Nanoribbons research could lead to new generation of lithium-ion batteries
A few months back, the Air Force Office of Scientific Research (AFOSR) was proud to publish an article regarding a research accomplishment by Dr. Jim Tour and his research team at Rice University. AFOSR, along with other funding agencies, supported Dr. Tour's research effort to make graphene suitable for a variety of organic chemistry applications—especially the promise of advanced chemical sensors, nanoscale electronic circuits and metamaterials.
Four years ago, Tour's research team demonstrated that they could chemically unzip cylindrical shaped carbon nanotubes into soluble graphene nanoribbons (GNR) without compromising the electronic properties of the graphitic structure. A recent paper by the Tour team, published in IEEE Spectrum and partially funded by AFOSR, showed that GNR can significantly increase the storage capacity of lithium ion (Li-ion) by combining graphene nanoribbons with tin oxide.
By producing GNR in bulk, a necessary requirement for making this a viable process, the Tour team mixes GNR and 10 nanometer wide particles of tin oxide to create a slurry. By adding a cellulose gum binding agent and water, the mixture is then applied to a capacitor, which is then fitted to a button-style lithium-ion battery.
In the Tour lab tests, the prototype battery had an initial charge capacity of more than 1,520 milliamp hours per gram (mAh/g). After repeated charge-discharge cycles that number began to plateau at about 825 mAh/g, but after 50 discharge cycles, the batteries retained far more capacity—more than double—that of Li-ion batteries that employ standard graphite anodes.

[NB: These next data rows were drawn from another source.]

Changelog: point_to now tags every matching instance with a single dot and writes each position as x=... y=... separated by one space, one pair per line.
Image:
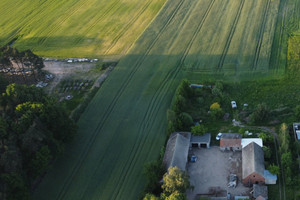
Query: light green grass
x=75 y=28
x=124 y=126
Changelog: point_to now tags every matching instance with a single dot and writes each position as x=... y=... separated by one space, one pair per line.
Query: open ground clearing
x=212 y=169
x=71 y=28
x=124 y=125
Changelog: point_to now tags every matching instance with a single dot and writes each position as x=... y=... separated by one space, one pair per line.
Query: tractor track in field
x=65 y=18
x=283 y=9
x=111 y=106
x=126 y=28
x=231 y=33
x=154 y=104
x=261 y=36
x=104 y=14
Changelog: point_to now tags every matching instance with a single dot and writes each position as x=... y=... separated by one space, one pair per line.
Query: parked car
x=218 y=137
x=233 y=104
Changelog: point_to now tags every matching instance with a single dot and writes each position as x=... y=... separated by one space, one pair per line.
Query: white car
x=233 y=104
x=218 y=137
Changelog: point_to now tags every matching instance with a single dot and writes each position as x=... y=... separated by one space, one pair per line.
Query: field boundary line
x=231 y=33
x=154 y=103
x=82 y=156
x=261 y=36
x=104 y=14
x=58 y=25
x=126 y=28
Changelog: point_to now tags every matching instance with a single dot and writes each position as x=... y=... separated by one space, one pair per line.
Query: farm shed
x=231 y=141
x=177 y=150
x=253 y=164
x=201 y=141
x=241 y=197
x=246 y=141
x=260 y=192
x=269 y=177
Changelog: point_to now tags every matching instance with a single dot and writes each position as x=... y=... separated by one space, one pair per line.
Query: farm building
x=260 y=192
x=231 y=141
x=177 y=150
x=253 y=164
x=201 y=141
x=246 y=141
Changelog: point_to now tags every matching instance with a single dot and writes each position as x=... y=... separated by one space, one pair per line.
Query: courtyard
x=209 y=175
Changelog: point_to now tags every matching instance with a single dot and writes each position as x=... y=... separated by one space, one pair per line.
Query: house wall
x=253 y=178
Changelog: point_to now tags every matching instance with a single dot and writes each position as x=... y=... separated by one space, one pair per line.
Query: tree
x=185 y=121
x=150 y=197
x=39 y=163
x=216 y=112
x=260 y=115
x=175 y=180
x=179 y=104
x=297 y=113
x=184 y=89
x=267 y=152
x=198 y=129
x=274 y=169
x=153 y=172
x=284 y=138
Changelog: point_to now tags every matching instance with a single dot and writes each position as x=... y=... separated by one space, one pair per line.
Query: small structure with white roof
x=246 y=141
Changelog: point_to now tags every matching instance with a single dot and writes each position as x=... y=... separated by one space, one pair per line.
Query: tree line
x=33 y=131
x=25 y=61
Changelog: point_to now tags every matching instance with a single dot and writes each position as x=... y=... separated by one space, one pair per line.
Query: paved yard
x=212 y=169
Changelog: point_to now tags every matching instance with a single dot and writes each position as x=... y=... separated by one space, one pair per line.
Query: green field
x=75 y=28
x=124 y=126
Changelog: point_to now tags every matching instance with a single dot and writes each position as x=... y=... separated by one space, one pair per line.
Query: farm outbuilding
x=201 y=141
x=231 y=142
x=246 y=141
x=253 y=165
x=177 y=150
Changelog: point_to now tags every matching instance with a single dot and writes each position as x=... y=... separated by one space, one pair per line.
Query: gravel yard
x=212 y=170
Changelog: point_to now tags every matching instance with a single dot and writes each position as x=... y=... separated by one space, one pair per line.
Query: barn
x=177 y=150
x=201 y=141
x=231 y=142
x=253 y=164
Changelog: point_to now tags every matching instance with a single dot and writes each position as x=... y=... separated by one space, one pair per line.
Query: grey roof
x=260 y=190
x=201 y=139
x=177 y=150
x=231 y=136
x=253 y=160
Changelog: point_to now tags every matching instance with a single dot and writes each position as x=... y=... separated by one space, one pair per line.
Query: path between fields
x=276 y=142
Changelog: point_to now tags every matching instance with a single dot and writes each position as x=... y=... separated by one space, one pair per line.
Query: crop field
x=75 y=28
x=124 y=125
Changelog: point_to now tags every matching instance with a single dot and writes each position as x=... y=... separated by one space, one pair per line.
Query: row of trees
x=185 y=101
x=288 y=152
x=24 y=60
x=33 y=130
x=175 y=183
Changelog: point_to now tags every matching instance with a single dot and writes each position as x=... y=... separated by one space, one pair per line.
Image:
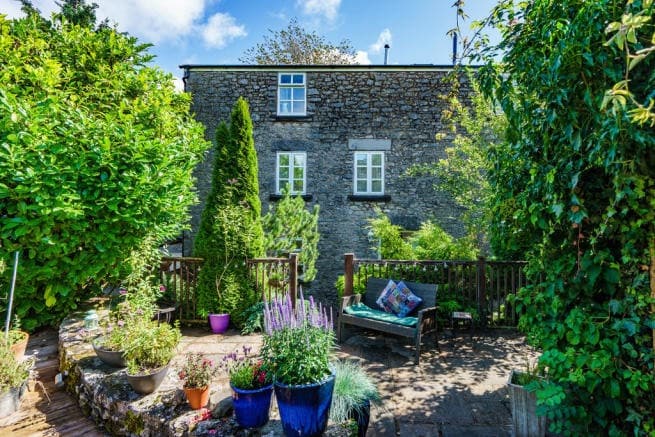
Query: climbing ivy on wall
x=581 y=177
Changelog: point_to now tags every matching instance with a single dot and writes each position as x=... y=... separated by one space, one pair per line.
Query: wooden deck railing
x=482 y=286
x=271 y=277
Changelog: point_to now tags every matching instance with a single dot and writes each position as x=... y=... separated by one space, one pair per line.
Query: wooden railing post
x=293 y=277
x=348 y=274
x=482 y=288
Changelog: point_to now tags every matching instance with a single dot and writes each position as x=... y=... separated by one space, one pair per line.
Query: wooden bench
x=425 y=313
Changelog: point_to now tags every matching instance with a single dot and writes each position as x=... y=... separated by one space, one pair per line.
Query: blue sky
x=219 y=31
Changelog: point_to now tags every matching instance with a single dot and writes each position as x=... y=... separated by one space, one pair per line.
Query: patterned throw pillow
x=384 y=296
x=402 y=301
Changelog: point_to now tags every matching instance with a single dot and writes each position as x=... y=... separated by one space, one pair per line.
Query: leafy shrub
x=97 y=153
x=289 y=223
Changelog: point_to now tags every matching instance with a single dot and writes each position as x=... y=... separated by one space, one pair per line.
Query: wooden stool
x=461 y=318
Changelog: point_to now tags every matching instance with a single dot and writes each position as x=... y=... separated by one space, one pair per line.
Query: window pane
x=299 y=160
x=299 y=94
x=298 y=107
x=285 y=93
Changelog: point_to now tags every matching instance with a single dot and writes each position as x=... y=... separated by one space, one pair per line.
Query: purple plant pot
x=219 y=322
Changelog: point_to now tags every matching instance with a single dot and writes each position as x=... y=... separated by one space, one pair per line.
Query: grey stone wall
x=400 y=106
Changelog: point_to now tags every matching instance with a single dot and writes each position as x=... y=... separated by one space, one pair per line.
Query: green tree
x=475 y=128
x=230 y=231
x=289 y=223
x=295 y=45
x=586 y=174
x=96 y=153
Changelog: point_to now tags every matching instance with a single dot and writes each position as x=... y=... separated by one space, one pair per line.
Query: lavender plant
x=298 y=341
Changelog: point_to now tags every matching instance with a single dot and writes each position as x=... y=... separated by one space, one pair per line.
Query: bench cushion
x=361 y=310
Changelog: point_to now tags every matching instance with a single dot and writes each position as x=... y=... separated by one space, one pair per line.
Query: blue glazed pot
x=251 y=407
x=304 y=409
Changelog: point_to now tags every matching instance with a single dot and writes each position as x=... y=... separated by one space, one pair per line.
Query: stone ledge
x=104 y=394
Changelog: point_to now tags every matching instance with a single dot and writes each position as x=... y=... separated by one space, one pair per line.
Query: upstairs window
x=291 y=171
x=291 y=94
x=369 y=173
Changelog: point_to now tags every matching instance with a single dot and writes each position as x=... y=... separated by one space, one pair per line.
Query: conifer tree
x=230 y=230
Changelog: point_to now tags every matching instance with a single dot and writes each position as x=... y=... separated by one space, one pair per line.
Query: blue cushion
x=401 y=300
x=362 y=310
x=384 y=296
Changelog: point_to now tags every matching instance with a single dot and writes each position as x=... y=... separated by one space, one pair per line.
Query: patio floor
x=459 y=391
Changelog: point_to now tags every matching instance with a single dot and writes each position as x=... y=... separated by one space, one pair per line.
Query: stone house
x=343 y=137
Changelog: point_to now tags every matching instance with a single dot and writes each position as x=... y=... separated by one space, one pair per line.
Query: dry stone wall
x=396 y=109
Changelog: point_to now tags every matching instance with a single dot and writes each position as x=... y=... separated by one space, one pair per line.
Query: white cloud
x=327 y=8
x=12 y=10
x=153 y=20
x=383 y=38
x=361 y=57
x=221 y=29
x=156 y=21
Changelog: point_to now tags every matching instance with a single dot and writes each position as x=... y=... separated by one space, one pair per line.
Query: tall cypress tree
x=230 y=230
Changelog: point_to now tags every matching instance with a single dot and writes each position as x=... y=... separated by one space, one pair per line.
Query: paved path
x=47 y=410
x=459 y=391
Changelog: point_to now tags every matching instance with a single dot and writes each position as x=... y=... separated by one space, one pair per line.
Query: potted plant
x=197 y=374
x=13 y=380
x=297 y=344
x=149 y=347
x=252 y=388
x=522 y=386
x=354 y=391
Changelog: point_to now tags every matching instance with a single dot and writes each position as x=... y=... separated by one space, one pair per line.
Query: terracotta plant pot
x=146 y=383
x=219 y=322
x=197 y=397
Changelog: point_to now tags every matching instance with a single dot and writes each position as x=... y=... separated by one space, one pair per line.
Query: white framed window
x=369 y=173
x=291 y=171
x=291 y=94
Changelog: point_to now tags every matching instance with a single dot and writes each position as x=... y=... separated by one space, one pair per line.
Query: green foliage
x=289 y=223
x=295 y=45
x=633 y=35
x=580 y=173
x=246 y=371
x=254 y=319
x=352 y=388
x=392 y=245
x=12 y=372
x=298 y=342
x=96 y=153
x=430 y=242
x=475 y=127
x=230 y=231
x=149 y=345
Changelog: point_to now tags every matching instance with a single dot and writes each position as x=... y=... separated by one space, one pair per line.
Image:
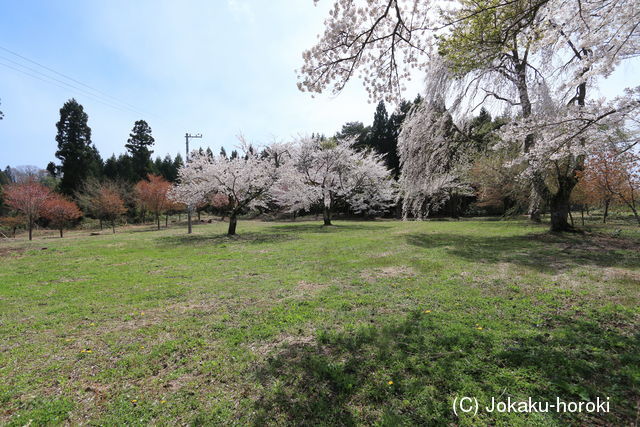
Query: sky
x=220 y=68
x=216 y=67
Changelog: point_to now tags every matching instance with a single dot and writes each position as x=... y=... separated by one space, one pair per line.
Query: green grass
x=294 y=323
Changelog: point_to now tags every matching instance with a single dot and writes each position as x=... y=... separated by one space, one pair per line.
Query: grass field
x=292 y=323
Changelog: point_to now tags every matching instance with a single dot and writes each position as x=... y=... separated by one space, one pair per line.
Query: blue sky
x=219 y=67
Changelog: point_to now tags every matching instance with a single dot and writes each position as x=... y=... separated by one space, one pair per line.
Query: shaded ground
x=294 y=323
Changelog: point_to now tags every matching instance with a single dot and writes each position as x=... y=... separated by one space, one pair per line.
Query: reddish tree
x=110 y=205
x=27 y=198
x=11 y=223
x=152 y=193
x=60 y=211
x=609 y=176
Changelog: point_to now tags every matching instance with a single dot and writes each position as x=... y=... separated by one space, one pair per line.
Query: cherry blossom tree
x=28 y=198
x=221 y=202
x=60 y=211
x=539 y=56
x=326 y=170
x=152 y=193
x=246 y=181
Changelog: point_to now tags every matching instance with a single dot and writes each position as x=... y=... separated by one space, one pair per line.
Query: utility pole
x=188 y=136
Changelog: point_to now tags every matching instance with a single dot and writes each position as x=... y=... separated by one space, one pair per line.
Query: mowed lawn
x=290 y=323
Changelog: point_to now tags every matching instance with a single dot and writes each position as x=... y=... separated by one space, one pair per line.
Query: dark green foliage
x=355 y=130
x=382 y=135
x=138 y=144
x=168 y=168
x=121 y=168
x=481 y=130
x=79 y=157
x=52 y=169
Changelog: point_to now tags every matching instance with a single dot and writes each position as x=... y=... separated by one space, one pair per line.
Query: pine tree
x=79 y=157
x=110 y=169
x=138 y=144
x=355 y=130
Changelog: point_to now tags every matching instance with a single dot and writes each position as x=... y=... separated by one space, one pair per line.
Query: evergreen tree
x=177 y=164
x=138 y=144
x=52 y=169
x=389 y=146
x=157 y=167
x=355 y=130
x=79 y=157
x=168 y=169
x=110 y=169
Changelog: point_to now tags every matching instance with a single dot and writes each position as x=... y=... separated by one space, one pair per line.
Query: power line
x=101 y=94
x=51 y=80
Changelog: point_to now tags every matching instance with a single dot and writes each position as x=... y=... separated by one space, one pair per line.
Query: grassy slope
x=293 y=322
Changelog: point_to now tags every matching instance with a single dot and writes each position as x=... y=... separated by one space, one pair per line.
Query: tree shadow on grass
x=407 y=372
x=546 y=252
x=223 y=239
x=318 y=227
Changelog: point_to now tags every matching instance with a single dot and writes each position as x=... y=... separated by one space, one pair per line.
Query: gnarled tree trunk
x=233 y=222
x=559 y=204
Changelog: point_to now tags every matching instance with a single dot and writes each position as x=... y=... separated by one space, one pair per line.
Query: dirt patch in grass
x=12 y=251
x=600 y=242
x=401 y=271
x=280 y=343
x=309 y=287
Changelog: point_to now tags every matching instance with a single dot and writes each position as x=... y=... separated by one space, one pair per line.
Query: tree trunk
x=535 y=202
x=233 y=221
x=326 y=210
x=326 y=215
x=571 y=217
x=560 y=205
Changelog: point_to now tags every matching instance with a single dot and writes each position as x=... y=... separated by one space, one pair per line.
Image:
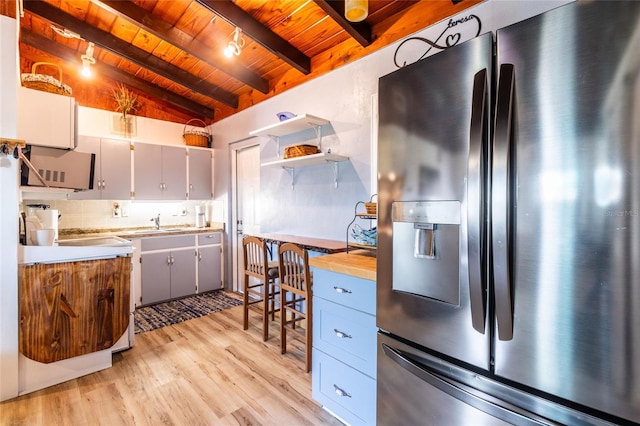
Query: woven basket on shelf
x=193 y=137
x=372 y=208
x=300 y=150
x=45 y=83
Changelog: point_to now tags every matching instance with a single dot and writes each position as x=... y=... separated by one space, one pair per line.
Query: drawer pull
x=341 y=335
x=340 y=391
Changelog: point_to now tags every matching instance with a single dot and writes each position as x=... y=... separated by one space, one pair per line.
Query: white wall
x=314 y=208
x=96 y=122
x=8 y=214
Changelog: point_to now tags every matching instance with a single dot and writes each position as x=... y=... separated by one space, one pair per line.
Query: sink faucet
x=156 y=220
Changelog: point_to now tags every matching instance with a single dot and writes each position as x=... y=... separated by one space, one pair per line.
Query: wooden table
x=308 y=243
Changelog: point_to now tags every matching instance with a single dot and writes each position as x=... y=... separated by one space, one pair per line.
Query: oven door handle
x=473 y=397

The critical key that makes the increase in battery capacity possible is the significant improvement in flexibility that graphene nanoribbons lend to the anode. By comparison, conventional Li-ion batteries with graphite anodes break down and lose efficiency because of their inability to flex, as they expand and contract, with repeated charge and discharge cycles; over time the graphite cracks and the battery cannot charge. Conversely, anodes with a graphene nanoribbon platform allow the tin oxide particles to maintain a consistent size, rather than expanding and contracting, and thus eliminating the brittleness and cracking associated with a graphite-based anode.
This breakthrough may very well lead to the next generation of the lithium-ion battery—a promising new platform for creating more durable, lightweight and efficient lithium-ion power.